Malignant pleural mesothelioma as an epigenetic disease

Written by Dr Anne-Marie Baird, Queensland University of Technology, Australia

Malignant pleural mesothelioma (MPM) arises in the pleural cavity in the lungs, from the mesothelial cells. It is an aggressive inflammatory cancer, which has been associated with asbestos exposure since the early 1960s. The lag period between exposure and the development of MPM is significant, anywhere between 20-40 years. Conservative estimates have determined that 43,000 people die from this disease each year.

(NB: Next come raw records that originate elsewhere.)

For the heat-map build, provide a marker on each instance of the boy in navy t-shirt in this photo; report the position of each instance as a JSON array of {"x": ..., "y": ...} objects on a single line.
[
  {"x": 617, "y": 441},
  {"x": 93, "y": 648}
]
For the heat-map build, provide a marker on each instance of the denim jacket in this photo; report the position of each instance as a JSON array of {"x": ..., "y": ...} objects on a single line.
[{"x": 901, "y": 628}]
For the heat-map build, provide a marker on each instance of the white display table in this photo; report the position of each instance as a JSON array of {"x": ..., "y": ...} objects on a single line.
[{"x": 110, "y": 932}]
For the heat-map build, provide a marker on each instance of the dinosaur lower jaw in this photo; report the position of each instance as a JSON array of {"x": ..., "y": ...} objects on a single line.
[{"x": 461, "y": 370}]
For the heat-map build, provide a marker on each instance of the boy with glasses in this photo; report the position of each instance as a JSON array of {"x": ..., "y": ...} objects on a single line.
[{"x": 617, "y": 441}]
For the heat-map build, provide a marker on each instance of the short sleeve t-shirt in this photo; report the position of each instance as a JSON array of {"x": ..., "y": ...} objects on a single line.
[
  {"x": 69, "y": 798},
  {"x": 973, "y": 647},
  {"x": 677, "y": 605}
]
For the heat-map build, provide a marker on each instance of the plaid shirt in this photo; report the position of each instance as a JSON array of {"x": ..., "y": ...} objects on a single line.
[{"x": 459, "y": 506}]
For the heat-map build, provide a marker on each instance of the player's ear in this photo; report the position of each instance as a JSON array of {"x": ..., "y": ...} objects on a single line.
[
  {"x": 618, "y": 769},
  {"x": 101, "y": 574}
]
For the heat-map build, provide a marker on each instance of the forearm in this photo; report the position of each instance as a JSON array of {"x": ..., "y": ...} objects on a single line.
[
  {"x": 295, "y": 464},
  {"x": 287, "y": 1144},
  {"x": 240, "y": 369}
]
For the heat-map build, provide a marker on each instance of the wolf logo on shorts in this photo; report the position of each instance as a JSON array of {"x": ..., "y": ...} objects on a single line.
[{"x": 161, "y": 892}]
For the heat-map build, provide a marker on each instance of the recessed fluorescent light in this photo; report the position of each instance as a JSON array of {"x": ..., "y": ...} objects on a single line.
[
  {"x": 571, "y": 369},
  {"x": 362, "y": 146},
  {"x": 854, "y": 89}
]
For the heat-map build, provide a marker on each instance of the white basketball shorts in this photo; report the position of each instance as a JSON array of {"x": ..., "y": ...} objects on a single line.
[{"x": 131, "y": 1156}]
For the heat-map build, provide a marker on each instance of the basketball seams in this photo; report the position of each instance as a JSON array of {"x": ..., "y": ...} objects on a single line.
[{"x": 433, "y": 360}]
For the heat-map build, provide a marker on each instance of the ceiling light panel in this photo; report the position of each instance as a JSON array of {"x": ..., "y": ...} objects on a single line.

A number of epigenetic events are observed in MPM. DNMT1/DNMT3A/DNMT3B are all overexpressed in MPM and may contribute to carcinogenesis as targeting these with antisense oligos result in MPM growth inhibition.1Some studies have shown specific methylation profiles in MPM compared with normal pleura samples.2Genes that are significantly changed through methylation are ESR1, SLC6A20, and SYK.3 In addition, WIF-1, SFR (1, 2, 4) promoter methylation was observed in a high number of mesothelioma tissue samples.4MPM patients with methylation of TMS1 or HIC-1had significantly reduced overall survival.5

Furthermore, in a large cohort of MPM patient samples there was a high incidence of hypermethylation at the promoter region of E-cadherin and FHIT and to a lesser extent at p16, APC1B, p14, RARβ, APC1A, RASSF1A and DAPK.6 Patients with methylation of RARβ with either DAPK or RASSF1A had a shorter overall survival compared with patients who had only one or no epigenetic alteration.6

Epigenetic facilitators of stem cell pluripotency are the PcG group of proteins with EZH2 and EED being part of the PRC-2. EZH2 was overexpressed in MPM patient samples compared with normal pleura.7 This increase was associated with decreased survival. Knockdown of these genes or treatment with DZnep resulted in decreased H3K27Me3 levels.8 Functionally there was a significant inhibition in cellular proliferation and migration of MPM cells. DZNep treatment reduced tumour size by 50% and decreased H3K27Me3 levels within the RASSF1A, HIC-1 and p21 promoters. H3K27Me3 levels within the promoters of RASSFIA and HIC-1 were markedly decreased in cells exhibiting knockdown of EZH2 or EED.7

Asbestos can also alter the epigenome with methylation of p16, CDKN2B and RASSF1 significantly associated with asbestos exposure.2 The methylation of MT1A was also correlated with asbestos burden.2, 3 Increased asbestos burden was associated with increased hypermethylation of cell cycle genes such as APC, CCND2 in addition to those mentioned above.9

LungsEpigenetic therapy for MPM

The current standard of care for MPM patients is pemetrexed and cisplatin. One study has shown that HDi, VPA, in combination with these drugs improved apoptosis in MPM cell lines and in cells from patient biopsies. In a mouse model of MPM, a combination of all three drugs resulted in tumour growth inhibition.10 In a phase II trial of VPA with doxorubicin, resulted in 7 partial responses in MPM patients.11In a Phase I Study of SAHA in advanced cancer (13 MPM cases), resulted in two partial responses with increased acetylation in PBMCs.12 In a Phase II study, PDX101 (Bellinostat) was not effective as a mono-therapy with no objective responses.13 In MPM animal models, panobinostat treatment significantly reduced tumour growth compared with untreated mice.14One of the biggest mesothelioma trials to date was VANTAGE 14. This was a Phase III study using vorinostat or placebo in a cohort of 661 patients who had previously been treated with chemotherapy. Vorinostat did not improve survival compared with placebo, with median survivals of 31 weeks and 27 weeks, respectively. However, progression free survival was improved but not in a clinically relevant way (Source: European Multidisciplinary Cancer Congress).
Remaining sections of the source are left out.